Dans le podcast “L’Amour de l’art”, des artistes de la galerie Perrotin éclairent leurs parcours marqués par une rencontre fondatrice avec une œuvre. De Claire Tabouret à Xavier Veilhan, de Johan Creten à Laurent Grasso, de Mathilde Denize à Elmgreen & Dragset, des voix contemporaines témoignent de la circulation des idées dans le paysage de l’art. 

L’exercice d’admiration ne reste-t-il pas la meilleure voie d’accès à soi-même lorsqu’on est un·e artiste ? Comme si parler d’un·e autre, qui aurait la vertu de vous avoir fasciné·e à un moment-clé de l’existence, permettait de mieux se connaître. En écoutant les quelque quinze épisodes du podcast original de la galerie Perrotin, L’Amour de l’art, centré sur la parole d’artistes interrogé·es en dix minutes sur les œuvres qui ont contaminé leur imaginaire au point de devenir ce qu’ils et elles sont, cette hypothèse prend la valeur d’une évidence. Par un détour vers l’extérieur, un·e artiste éclaire ce qui se trame à l’intérieur de son propre esprit créatif. 

Le titre du podcast renvoie explicitement à un livre majeur de Pierre Bourdieu de 1966, qui y écrivait que “la culture n’est pas un privilège de nature […] et qu’il suffirait que tous possèdent les moyens d’en prendre possession pour qu’elle appartienne à tous”. L’Amour de l’art consacre ainsi la volonté de la galerie Perrotin d’exister sur les réseaux sociaux, par-delà les murs de ses nombreux white cubes à travers le monde. Deux vidéastes salariés de la galerie documentent déjà l’actualité des artistes exposé·es dans toutes les galeries de Paris, New York, Los Angeles, Shanghai, Hong Kong, Tokyo et Séoul. Le comédien Jonathan Lambert réalisa aussi il y a deux ans une websérie en dix épisodes remarquée pour sa loufoquerie et son attention précise à l’art contemporain (5’17).  

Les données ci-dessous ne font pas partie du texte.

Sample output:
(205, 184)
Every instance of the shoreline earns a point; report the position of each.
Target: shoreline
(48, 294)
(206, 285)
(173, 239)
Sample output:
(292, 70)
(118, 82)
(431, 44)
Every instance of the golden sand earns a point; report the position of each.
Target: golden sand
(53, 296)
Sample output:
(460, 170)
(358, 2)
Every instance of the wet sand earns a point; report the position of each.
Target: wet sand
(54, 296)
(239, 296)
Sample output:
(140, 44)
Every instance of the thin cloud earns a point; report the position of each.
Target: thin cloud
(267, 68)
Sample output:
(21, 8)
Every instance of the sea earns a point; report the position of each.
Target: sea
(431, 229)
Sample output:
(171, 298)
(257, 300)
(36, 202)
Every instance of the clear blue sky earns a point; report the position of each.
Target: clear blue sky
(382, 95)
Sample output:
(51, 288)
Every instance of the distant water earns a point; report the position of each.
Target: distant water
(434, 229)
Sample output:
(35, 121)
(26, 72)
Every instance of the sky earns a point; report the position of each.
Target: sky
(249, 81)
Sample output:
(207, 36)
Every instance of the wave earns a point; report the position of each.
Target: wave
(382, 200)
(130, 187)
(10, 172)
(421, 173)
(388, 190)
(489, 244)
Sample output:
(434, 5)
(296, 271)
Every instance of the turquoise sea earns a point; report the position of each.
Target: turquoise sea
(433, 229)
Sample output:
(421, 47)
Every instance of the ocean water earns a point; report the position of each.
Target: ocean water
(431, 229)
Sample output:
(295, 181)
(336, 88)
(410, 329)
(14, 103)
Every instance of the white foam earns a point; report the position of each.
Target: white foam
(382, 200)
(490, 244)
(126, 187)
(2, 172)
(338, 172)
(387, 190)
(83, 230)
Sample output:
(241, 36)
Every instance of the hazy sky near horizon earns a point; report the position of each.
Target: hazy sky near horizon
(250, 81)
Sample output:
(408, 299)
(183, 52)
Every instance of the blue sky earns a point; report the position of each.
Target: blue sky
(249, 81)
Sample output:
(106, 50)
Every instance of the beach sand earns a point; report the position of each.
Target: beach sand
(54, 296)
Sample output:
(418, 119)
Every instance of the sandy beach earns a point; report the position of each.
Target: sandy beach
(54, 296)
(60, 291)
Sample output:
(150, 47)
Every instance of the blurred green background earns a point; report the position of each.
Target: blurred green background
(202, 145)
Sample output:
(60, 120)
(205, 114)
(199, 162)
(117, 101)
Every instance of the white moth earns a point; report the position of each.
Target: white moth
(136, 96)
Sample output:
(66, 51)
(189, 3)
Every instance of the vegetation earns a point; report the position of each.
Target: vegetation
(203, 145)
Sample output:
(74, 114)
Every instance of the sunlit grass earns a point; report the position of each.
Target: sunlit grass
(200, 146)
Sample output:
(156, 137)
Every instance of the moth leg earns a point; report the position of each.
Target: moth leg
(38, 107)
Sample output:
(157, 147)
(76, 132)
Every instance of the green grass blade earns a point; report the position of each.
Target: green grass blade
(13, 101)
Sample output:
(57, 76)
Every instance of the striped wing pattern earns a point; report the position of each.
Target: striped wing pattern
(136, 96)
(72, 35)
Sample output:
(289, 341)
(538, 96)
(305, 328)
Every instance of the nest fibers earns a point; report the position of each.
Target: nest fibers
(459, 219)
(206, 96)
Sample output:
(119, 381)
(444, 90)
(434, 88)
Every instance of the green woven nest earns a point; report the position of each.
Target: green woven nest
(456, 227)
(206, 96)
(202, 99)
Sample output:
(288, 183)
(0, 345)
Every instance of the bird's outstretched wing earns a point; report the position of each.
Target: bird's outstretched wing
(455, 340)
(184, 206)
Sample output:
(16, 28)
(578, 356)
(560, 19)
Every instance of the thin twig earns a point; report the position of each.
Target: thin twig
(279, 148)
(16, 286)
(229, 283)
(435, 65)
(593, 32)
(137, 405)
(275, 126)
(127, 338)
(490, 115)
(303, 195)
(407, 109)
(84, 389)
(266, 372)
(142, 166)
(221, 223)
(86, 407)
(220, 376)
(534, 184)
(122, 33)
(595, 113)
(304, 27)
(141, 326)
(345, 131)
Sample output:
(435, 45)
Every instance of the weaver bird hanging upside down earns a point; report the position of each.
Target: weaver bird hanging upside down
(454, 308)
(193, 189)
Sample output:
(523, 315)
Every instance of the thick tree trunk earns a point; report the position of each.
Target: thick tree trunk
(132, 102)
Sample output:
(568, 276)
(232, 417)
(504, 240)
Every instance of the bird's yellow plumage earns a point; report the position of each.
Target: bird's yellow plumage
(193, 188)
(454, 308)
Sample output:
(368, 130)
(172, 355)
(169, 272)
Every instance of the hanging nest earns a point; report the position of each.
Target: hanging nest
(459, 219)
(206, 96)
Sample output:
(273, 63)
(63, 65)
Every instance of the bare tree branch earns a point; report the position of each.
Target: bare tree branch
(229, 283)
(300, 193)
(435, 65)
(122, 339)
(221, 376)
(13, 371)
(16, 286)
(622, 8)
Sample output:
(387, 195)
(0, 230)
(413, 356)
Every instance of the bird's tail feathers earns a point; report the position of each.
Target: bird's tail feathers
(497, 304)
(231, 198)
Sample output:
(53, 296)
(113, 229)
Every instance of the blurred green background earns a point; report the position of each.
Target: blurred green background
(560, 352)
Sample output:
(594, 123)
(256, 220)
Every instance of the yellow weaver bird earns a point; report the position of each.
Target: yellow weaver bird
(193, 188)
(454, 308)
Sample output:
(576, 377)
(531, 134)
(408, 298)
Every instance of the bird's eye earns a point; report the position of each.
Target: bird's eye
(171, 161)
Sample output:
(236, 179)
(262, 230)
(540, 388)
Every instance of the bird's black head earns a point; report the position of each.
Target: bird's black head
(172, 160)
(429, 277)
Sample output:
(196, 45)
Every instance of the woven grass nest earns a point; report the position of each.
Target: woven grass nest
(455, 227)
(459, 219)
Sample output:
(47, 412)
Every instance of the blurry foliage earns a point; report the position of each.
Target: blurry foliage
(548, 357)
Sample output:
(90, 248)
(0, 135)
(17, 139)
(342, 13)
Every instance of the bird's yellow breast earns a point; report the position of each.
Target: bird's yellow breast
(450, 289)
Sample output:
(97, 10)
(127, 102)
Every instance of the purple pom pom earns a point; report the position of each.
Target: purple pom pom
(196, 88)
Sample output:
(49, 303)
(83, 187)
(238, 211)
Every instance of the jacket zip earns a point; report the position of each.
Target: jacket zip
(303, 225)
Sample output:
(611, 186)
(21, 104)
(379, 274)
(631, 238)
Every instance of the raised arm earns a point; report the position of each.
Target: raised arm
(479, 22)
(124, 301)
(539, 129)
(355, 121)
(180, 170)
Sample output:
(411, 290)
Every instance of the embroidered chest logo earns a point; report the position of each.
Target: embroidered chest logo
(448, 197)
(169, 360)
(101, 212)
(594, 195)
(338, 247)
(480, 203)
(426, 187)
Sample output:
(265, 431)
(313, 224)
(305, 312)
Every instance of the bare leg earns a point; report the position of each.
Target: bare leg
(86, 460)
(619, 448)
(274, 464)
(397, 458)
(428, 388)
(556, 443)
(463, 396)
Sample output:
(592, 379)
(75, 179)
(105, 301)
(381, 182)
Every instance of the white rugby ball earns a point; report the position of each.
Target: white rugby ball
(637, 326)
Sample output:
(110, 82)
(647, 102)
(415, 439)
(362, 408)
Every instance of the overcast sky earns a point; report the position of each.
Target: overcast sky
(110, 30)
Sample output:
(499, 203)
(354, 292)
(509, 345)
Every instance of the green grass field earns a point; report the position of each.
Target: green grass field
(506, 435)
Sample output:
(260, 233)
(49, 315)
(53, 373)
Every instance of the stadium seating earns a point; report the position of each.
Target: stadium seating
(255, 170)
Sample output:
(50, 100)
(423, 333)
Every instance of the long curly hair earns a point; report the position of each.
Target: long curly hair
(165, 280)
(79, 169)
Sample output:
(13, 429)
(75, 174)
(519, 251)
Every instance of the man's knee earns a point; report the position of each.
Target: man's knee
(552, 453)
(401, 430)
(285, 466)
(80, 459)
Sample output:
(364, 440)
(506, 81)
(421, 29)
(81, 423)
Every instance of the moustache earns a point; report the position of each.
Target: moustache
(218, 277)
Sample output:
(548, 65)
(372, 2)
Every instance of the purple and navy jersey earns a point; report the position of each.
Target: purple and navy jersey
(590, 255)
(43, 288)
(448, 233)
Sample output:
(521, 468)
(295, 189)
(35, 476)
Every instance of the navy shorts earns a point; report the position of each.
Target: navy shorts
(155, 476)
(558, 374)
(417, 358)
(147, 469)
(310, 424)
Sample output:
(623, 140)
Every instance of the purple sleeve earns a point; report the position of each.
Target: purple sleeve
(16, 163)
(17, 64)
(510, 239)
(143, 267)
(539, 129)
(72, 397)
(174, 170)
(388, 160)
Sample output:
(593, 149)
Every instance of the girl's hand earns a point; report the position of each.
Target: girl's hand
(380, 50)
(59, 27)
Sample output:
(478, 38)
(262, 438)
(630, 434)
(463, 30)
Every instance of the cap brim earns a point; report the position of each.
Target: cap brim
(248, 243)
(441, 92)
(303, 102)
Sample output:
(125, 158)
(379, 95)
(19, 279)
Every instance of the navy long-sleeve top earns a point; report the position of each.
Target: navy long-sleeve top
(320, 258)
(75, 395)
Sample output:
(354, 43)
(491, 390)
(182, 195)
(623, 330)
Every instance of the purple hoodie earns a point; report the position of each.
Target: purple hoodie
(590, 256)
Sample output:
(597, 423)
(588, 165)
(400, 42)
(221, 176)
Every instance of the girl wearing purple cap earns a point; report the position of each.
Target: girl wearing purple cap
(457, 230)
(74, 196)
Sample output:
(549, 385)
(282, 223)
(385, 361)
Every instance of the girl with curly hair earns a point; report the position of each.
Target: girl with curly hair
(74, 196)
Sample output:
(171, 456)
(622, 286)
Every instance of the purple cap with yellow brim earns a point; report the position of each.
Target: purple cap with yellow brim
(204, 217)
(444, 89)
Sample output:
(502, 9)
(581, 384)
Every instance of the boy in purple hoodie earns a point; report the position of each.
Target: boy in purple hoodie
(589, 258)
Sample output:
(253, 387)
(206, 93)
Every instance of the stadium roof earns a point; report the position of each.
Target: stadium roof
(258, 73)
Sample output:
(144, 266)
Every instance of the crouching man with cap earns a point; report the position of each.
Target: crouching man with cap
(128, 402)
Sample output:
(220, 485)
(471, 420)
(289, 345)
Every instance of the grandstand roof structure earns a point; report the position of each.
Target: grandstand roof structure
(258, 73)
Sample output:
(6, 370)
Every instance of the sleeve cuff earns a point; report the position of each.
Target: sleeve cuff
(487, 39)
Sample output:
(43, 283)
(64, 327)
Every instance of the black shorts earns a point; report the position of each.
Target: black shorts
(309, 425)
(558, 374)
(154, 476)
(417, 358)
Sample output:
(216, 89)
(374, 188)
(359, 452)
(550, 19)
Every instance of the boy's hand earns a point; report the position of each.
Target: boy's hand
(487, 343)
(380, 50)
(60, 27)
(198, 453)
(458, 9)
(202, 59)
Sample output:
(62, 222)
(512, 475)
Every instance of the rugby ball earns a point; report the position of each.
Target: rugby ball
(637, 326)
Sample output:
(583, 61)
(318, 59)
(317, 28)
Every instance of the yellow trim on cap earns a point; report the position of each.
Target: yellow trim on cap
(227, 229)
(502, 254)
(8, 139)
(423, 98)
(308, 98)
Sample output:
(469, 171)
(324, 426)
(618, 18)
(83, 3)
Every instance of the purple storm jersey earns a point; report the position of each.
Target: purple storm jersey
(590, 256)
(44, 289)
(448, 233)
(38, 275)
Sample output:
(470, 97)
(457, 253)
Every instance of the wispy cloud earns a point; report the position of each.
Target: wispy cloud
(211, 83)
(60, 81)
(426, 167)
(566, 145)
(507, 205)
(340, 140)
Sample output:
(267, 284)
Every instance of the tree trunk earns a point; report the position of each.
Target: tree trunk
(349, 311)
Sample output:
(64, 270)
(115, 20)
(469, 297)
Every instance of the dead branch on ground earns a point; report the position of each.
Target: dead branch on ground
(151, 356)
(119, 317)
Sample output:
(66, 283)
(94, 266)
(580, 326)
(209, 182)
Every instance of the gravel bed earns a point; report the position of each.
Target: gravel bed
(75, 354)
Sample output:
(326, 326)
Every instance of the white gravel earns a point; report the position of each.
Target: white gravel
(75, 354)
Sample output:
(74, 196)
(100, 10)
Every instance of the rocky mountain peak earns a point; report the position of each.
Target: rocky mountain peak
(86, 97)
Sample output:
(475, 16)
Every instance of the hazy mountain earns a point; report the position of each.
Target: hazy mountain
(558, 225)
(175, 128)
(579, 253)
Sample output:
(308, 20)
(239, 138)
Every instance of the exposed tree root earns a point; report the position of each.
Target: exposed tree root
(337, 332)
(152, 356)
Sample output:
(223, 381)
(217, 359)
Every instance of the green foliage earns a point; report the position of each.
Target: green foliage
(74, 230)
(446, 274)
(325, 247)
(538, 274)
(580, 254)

Prolongeant cette présence numérique afin d’élargir le cercle des visiteur·ses de la galerie, ces entretiens, menés par sa directrice de la communication et du développement Vanessa Clairet Stern, visent à transmettre l’amour de l’art à des auditeur·rices qui, écoutant les confessions intimes d’artistes, découvrent aussi la manière dont un travail plastique se construit, et à partir de quelle scène primitive il prend forme.

Généalogie d’un geste artistique

L’origine du monde, pour un·e artiste, c’est une vision, une découverte, une rencontre. À partir de quoi tout s’ouvre et s’éclaircit. Être artiste, c’est toujours avoir été admirateur·rice d’un·e artiste qui vous précède et vous autorise secrètement à suivre ses traces. Et même en s’en écartant lorsqu’on invente son propre langage, on garde en soi un geste, une image, une pose, une démarche d’une figure inspirante.  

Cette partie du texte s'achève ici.